Embedded Semantic Markup, schema.org, the Common Crawl, and Web Data Commons: Big Web Data

Jason Ronallo
Associate Head, Digital Library Initiatives
North Carolina State University Libraries

@ronallo
jason_ronallo@ncsu.edu

Hi! I'm Jason Ronallo at NC State.

Outline

I'm going to cover a lot of ground in a short period of time just to give you an idea about each of these. Just enough to begin to see why this is important and give you ideas on what's becoming possible. Much of this is the necessary preface for the research I've begun.

How Search Engines Work

  1. Robots crawl the Web
  2. Process and index crawl data
  3. Try to answer search queries with the most relevant results

friendly robot 

This is basically how search engines work.

Problem is that for the most part they're having to do natural language processing to pull out semantics. It is really hard to do. Even the smart minds at big companies like Google can only do so much.

Embedded Semantic Markup

is the Associate Head of Digital Library Initiatives at .

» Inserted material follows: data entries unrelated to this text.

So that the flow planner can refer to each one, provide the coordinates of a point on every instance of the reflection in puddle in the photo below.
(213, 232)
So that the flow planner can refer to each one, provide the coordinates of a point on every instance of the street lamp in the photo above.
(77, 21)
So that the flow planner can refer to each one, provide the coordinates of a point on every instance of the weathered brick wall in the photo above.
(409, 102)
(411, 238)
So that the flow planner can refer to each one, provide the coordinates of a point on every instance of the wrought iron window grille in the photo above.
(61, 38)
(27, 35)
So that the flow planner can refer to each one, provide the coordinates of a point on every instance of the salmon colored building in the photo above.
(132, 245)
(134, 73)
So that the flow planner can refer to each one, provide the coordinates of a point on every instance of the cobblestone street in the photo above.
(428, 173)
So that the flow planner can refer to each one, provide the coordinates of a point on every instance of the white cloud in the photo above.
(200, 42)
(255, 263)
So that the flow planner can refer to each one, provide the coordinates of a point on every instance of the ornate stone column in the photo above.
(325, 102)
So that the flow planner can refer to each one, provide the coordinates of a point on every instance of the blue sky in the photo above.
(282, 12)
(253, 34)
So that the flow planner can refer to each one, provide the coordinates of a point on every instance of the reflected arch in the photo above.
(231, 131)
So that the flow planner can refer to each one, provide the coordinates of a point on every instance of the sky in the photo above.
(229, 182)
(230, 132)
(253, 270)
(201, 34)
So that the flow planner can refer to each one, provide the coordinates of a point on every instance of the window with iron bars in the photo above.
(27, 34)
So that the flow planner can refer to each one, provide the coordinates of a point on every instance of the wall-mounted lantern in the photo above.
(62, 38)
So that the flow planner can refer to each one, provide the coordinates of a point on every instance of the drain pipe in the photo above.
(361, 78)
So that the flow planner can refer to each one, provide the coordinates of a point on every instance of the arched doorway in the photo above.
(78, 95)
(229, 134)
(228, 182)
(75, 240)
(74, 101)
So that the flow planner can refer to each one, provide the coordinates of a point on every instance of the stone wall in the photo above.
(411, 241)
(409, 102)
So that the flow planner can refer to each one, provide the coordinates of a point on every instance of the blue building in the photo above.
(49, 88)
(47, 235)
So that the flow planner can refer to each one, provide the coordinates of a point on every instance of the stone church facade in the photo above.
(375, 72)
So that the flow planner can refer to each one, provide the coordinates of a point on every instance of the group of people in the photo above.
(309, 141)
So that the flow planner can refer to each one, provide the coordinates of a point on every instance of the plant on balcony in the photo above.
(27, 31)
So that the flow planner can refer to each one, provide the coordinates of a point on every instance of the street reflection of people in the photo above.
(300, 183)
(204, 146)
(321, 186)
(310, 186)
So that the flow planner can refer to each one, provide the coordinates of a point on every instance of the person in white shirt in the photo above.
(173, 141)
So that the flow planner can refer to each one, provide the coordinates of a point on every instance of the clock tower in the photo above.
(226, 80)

This is part of the reason why embedded semantic markup is important. Here's a snippet here, but you can't see it.

Embedded Semantic Markup

<span itemscope
   itemtype="http://schema.org/Person">
   <a itemprop="url"
      href="http://twitter.com/ronallo">
      <span itemprop="name">Jason Ronallo</span>
   </a> is the <span itemprop="jobTitle">
     Associate Head of Digital Library
     Initiatives</span> at
   <span itemprop="affiliation" itemscope
     itemtype="http://schema.org/Library">
     <span itemprop="name"> <a itemprop="url"
       href="http://lib.ncsu.edu">NCSU Libraries</a></span>
  </span>.
</span>

But here's what the markup looks like. Some attributes have been added to some simple HTML to add some more structure to the data.

That's all that embedded semantic markup is. Embedded semantic markup provides the syntax (some extra markup) to structure data in your HTML pages.

Think of this like hidden annotations.

Why use embedded semantic markup?

Since youre eyes are more often on the web site, it can be better than trying to keep your data in sync with some external XML serialization.

We often have very rich metadata for the resources we describe in our databases. In the past schemes to expose this metadata through HTML and the Web led to a lot of dumbing down. Using embedded semantic markup like Microdata or RDFa Lite allows for us to expose richer metadata with more structure through HTML.

Schema.org

* Numbers from last time I checked early in 2013.

Using embedded semantic markup to structure your data is great, but if you're not using a vocabulary that someone else understands it is kind of pointless. This is where schema.org comes in. (Read slide.)

Examples

I'm going to show you a couple of very quick examples of what we've done so far with embedded semantic markup and schema.org at NCSU. I'm sure the Duke folks will be showing you more examples in a bit.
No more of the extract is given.